Poetry Review — Hurled into Gettysburg

Hurled into Gettysburg by Theresa Wyatt is a collection of poetry reflecting on Gettysburg — the battle, the people, and its legacy.  Wyatt earned her Master’s Degree in Art Education. She primarily worked with students-at-risk. Her longest tenure was with the NYS Department of Corrections. Wyatt’s poetry has appeared in the American Journal of Hospice & Palliative Medicine, Earth’s Daughters, Hektoen International Journal, Spillway, steel bellow, The Buffalo News, The Healing Muse and The Medical Literary Messenger.

Most Americans are familiar with the Civil War from high school history lessons and most have some understanding of the war, its causes, and the aftermath.  Being raised in the North but now living in the South I see how the war remains a geographically polarizing issue one hundred and fifty-five years later. The enormity of the battle and war remains out of reach in many people’s minds. The Battle of Gettysburg produced over 50,000 casualties. Battle casualties in this range would be seen again in WWI before registering the deserving shock and sense of loss. The Civil War is responsible for the greatest loss of American lives in any war fought in our history.

Wyatt visited the Gettysburg battlefield and was awed by its events and those affected by the war, the battle, and the sense of history.  She avoids the battlefield poetry that grew out of WWI and focuses on the people. There are tributes to the Underground Railroad and those who facilitated its path to freedom.  There is also mention of those who help feed the starving soldiers and paid the price for their kindness. The wounded, some recover, others linger waiting for death. The wounded are treated with primitive medical care.  Death is common, some from the lack of understanding some from the sheer numbers that require medical care.
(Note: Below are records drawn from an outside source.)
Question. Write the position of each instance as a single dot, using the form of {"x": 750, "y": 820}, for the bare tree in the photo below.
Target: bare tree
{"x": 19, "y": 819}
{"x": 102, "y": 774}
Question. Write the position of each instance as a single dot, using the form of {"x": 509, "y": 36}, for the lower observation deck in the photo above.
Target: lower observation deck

For some, there will be a happy homecoming. For others, peppermint is a fragrance not associated with happy times or Christmas.  We are reminded that both sides were Americans and even the leaders of both sides came from West Point.

It was the war that redefined America as an undividable union under a central government. It ended slavery and left wounds that did not heal quickly.  It is said that the South did not recover for one hundred years as slavery mutated into Jim Crow. Now, what is left of the war? In the South, there is outrage over the removal of statues of Southern Generals.  The Stars and Bars are slowly fading from view and state houses. Wyatt captures this theme in the poem “Camp Letterman.” Here it is not a statue or a battle flag. It is the site of a field hospital, the first of its kind, used to treat both Union and Confederate soldiers.  It was a symbol of humanity and care. Now a hotel sits on that location with a supermarket and pancake restaurant nearby. Looking at the map of the area the monument of the camp sits across the street from a McDonalds. This seems to be telling of America’s memory and sense of history.  Flags and Generals are remembered. Humanity is forgotten and covered over.

Wyatt experiences and expresses that sense of awe that many may feel perhaps at a cathedral or a wonder of nature; It is emotionally overwhelming. Her visits to Gettysburg are more than seeing a piece of land. It is the history that radiates from the field. It is almost like seeing the ghosts that lived and died there.  It presents itself as something almost too big for words and can only be expressed in poetry. Wyatt captures the spirit, the people, and the pain that was Gettysburg.